“The chimaera has come to represent any mythical creature with parts taken from various animals, or to describe anything composed of very disparate parts, or perceived as wildly imaginative, implausible, or dazzling.”
(from Wikipedia’s entry on the Chimaera)
In trying to conceive of a work that would not only justify but also take full advantage of Piano Six’s unusual instrumentation, I found myself repeatedly visualizing the setup (two pianos sporting three pianists each) in my mind’s eye. The more I thought about it, the more it appeared to me as a kind of fantastical creature, comprised of independent moving parts, yet united in its ferocity. The Chimaera of Greek myth, which Homer describes as a “thing of immortal make, not human, lion-fronted and snake behind, a goat in the middle, and snorting out the breath of the terrible flame of bright fire,” struck me as an exciting metaphor for both this eclectic ensemble and what I wanted to accomplish musically with it.
This brief, virtuosic piece is cast in three interconnected sections, corresponding to the different parts of the beast, all governed by the same motoric pulse throughout.

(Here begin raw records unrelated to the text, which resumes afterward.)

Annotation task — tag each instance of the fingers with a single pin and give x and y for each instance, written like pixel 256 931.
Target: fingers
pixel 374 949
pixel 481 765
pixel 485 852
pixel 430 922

Part I: Lion depicts the lion’s hunt with rapid, scurrying figures and muscular ostinatos that recall Stravinsky and Bernstein. In Part II: Goat, one piano takes center stage with a serene chorale, while sixteenth-note figures continue in the other, enveloping the chorale in a web of filigree. Part III: Serpent is the wildest, featuring clashing chords that catapult from pianist to pianist, and culminating in a climax where the upper pianists are asked to dampen the piano’s strings with their hands as the others pound away in extreme registers, producing a percussive, ‘rattling’ effect.